- Born: March 29, 1904 Indianapolis, Indiana, U.S.
- Died: October 2, 2000 (aged 96) Tucson, Arizona, U.S.
- Burial place: Forest Hill Cemetery
- Military career
- Branch: United States Coast Guard
- Service years: 1942–1945
- Rank: Lieutenant commander
- Conflicts: World War II

= Ineva Reilly Baldwin =

Military officer and civic leader

Ineva Reilly Baldwin (née Reilly; March 29, 1904 – October 2, 2000) was a military officer, civic leader, and the assistant dean of women at the University of Wisconsin–Madison. Baldwin was married to American agricultural bacteriologist Ira Baldwin.

== Early life and education ==
Ineva Frances Reilly was born on March 29, 1904, in Indianapolis, Indiana, to parents Peter C. Reilly and Ineva G. Reilly. Peter Reilly was the founder of the Reilly Tar & Chemical Corporation, also called Reilly Industries, Inc. in Indianapolis.

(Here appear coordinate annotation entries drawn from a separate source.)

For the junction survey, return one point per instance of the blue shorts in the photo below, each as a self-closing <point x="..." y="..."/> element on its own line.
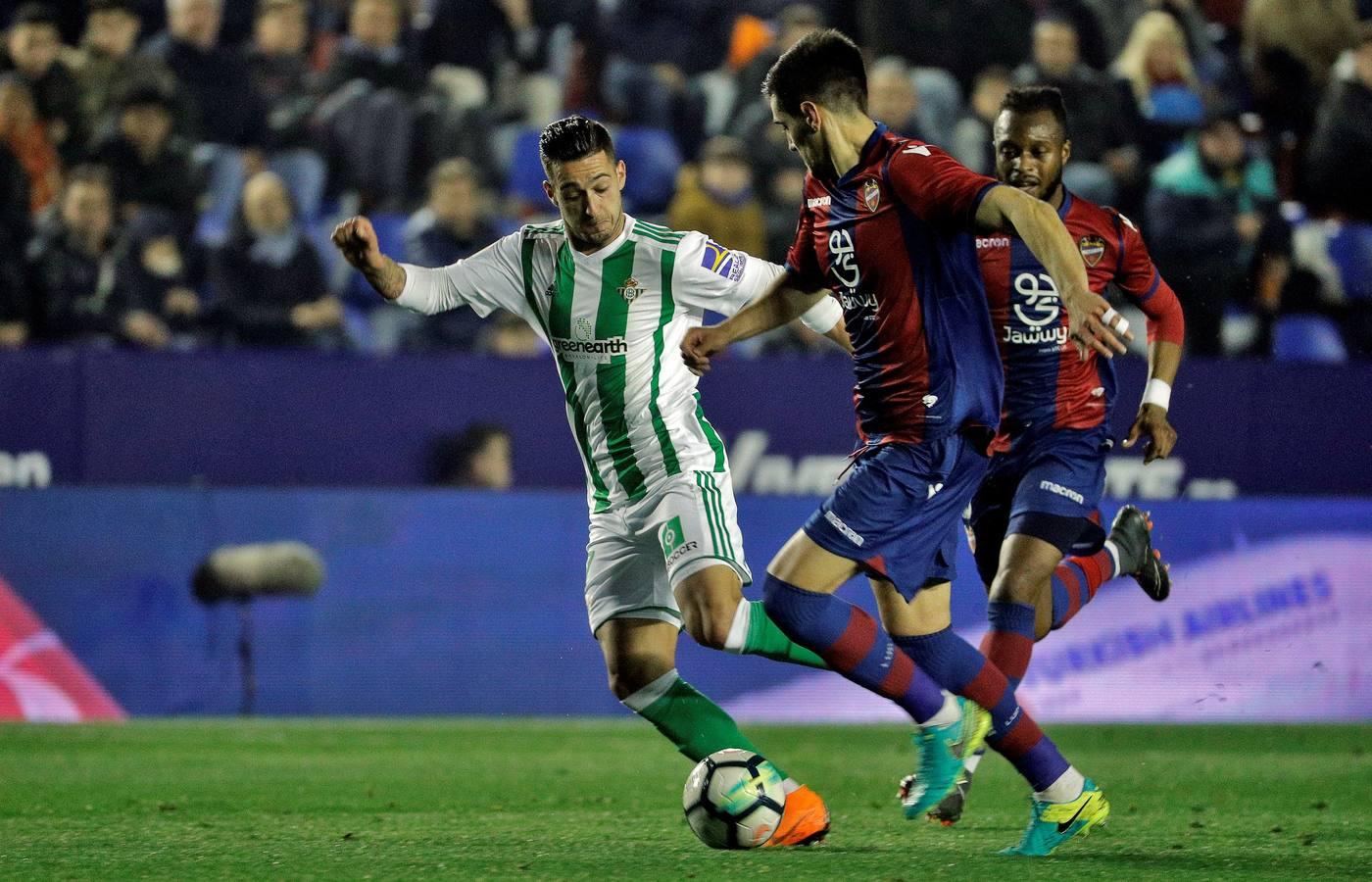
<point x="898" y="514"/>
<point x="1046" y="486"/>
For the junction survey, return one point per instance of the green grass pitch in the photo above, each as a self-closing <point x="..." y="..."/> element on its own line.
<point x="573" y="799"/>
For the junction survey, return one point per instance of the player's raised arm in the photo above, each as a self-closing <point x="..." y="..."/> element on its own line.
<point x="1139" y="278"/>
<point x="778" y="305"/>
<point x="357" y="240"/>
<point x="1094" y="322"/>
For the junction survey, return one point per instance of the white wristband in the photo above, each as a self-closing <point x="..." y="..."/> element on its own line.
<point x="1156" y="393"/>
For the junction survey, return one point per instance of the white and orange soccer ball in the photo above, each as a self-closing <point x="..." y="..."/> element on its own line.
<point x="734" y="799"/>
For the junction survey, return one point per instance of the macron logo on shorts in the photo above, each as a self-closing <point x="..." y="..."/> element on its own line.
<point x="844" y="528"/>
<point x="1062" y="491"/>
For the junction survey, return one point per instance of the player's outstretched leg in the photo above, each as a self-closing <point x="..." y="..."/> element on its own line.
<point x="640" y="659"/>
<point x="858" y="648"/>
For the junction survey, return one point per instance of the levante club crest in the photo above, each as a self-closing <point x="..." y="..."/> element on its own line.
<point x="1093" y="249"/>
<point x="630" y="290"/>
<point x="871" y="195"/>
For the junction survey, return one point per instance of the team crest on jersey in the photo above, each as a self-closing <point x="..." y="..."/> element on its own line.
<point x="871" y="195"/>
<point x="630" y="290"/>
<point x="1093" y="249"/>
<point x="722" y="261"/>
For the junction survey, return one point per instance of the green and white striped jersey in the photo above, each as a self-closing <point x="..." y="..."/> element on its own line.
<point x="614" y="321"/>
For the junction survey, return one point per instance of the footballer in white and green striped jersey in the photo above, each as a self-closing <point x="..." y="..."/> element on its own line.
<point x="613" y="297"/>
<point x="614" y="319"/>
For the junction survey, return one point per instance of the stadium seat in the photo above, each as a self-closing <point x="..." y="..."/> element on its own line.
<point x="1312" y="339"/>
<point x="524" y="175"/>
<point x="1350" y="250"/>
<point x="654" y="161"/>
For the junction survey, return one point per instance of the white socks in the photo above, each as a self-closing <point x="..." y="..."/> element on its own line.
<point x="1066" y="789"/>
<point x="738" y="631"/>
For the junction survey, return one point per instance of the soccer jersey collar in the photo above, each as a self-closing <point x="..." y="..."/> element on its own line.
<point x="608" y="249"/>
<point x="866" y="155"/>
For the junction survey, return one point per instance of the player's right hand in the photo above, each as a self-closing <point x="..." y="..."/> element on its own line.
<point x="356" y="237"/>
<point x="1098" y="328"/>
<point x="700" y="345"/>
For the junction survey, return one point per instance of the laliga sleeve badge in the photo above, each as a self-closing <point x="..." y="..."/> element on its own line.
<point x="1093" y="249"/>
<point x="871" y="195"/>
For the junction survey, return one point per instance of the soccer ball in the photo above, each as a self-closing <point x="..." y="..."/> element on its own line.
<point x="733" y="799"/>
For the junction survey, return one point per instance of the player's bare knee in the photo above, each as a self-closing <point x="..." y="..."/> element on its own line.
<point x="1017" y="587"/>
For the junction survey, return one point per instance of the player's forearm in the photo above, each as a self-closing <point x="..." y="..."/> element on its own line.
<point x="1163" y="364"/>
<point x="386" y="276"/>
<point x="779" y="305"/>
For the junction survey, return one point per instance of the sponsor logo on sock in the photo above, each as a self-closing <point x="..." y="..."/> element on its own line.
<point x="844" y="528"/>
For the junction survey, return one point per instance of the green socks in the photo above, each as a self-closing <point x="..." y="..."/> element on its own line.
<point x="755" y="634"/>
<point x="690" y="720"/>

Baldwin received a total of three bachelor's degrees from the University of Wisconsin–Madison, the University of Geneva, and the University of Colorado. Baldwin later returned to Madison for her graduate studies, eventually earning a master's degree in botany in 1928.

== Career ==
Beginning in the 1930s Baldwin began working for the administrative staff for the University of Colorado, Northwestern University, and the University of Wisconsin. The majority of Ineva's work throughout her career focused on the humanities and the the arts. From 1941 to 1942 Ineva served as the assistant dean of women at the University of Wisconsin. Ineva later served as the assistant dean and associate dean of the University of Madison's College of Letters and Science from 1946 to 1954. Ineva later served on the advisory board for the Elvehjem Museum of Art.

== Military service ==
During World War II Baldwin served in the SPARS, the women's branch of the United States Coast Guard Reserve where she rose to the rank of Lieutenant Commander, this was one of the highest ranks achieved by a woman in the Coast Guard. Following the war she returned to her career in education.

== Death ==
Baldwin died on October 2, 2000, in Tucson, Arizona at the age of 96.

== Personal life ==
Baldwin was married twice, first to Dr. Erwin Ferdinand Meyer in 1931, and later to Ira Baldwin in 1954. Ira served as the chair of the Bacteriology Department, he was later the dean of the graduate school, dean of the College of Agriculture, and the vice president for academic affairs.

== Legacy ==
The Baldwin Wisconsin Idea Endowment is a student-based investigative journalism and competitive grant program sponsored by the Office of the Provost of the University of Wisconsin. The program is named after both Ineva and Ira. Many of Baldwin's military artifacts are held by the Wisconsin Veterans Museum in Madison.